The runner-up on the city’s 2009 list was Harry and Rock Road, which is undergoing a major facelift this year. When that project is finished in November, Williams said, it will have dual left-turn lanes in all directions, just like the intersection at Central and Tyler.
On paper, it would appear that Patriot (63rd Street South) and Rock Road saw a recent spike in traffic accidents — from zero in 2005 to 28 in 2009. But Derby City Manager Kathy Sexton said that’s because the intersection wasn’t in the city in 2005.
There were probably accidents at the intersection in 2005, which was before it was annexed, she said. They just weren’t classified as Derby accidents by KDOT before the annexation.
From 2000 through 2009 in Derby, the intersection of Buckner and Meadowlark had the most accidents. Sexton said major improvements to that intersection were completed in 2009, and she said she expects to see the accident numbers there start to go down.
At another of Derby’s high-accident intersections — Meadowlark and Nelson — plans already are being made to improve traffic flow, she said.
Sexton said raw accident figures aren’t the only factor to consider when deciding whether an intersection needs to be upgraded.
“Ten accidents a year at an intersection that only sees 1,000 vehicles per day is much more significant than 20 accidents a year at an intersection that sees 50,000 vehicles a day,” she said.
Of all the area’s suburban intersections, none saw more accidents in 2009 than the 44 that occurred at Kellogg and Andover Road.
Andover Police Chief Mike Keller said he suspects the 2009 figure was an aberration.
He said accidents at that intersection, and for the city as a whole, were down in 2010, and he said the figures are down again for the first eight months of this year.

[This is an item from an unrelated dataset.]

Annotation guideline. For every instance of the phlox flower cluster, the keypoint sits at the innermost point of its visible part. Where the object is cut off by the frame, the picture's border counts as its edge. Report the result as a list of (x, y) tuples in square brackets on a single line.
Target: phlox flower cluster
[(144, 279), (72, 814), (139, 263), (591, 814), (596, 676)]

Keller said another of the city’s most accident-prone intersections — 13th and Andover Road — saw accidents drop in 2010 after the installation of new traffic lights designed to better handle the heavy traffic flow.
Keller, a former Wichita police officer, said he suspects that it probably is a little safer to drive in suburban cities like Andover, where residential speed limits are 25 mph.
He said his 22-officer department invests a lot in traffic safety.
“In a smaller community, it’s a quality-of-life issue,” he said. “Traffic, along with things like barking dogs, are big issues here.”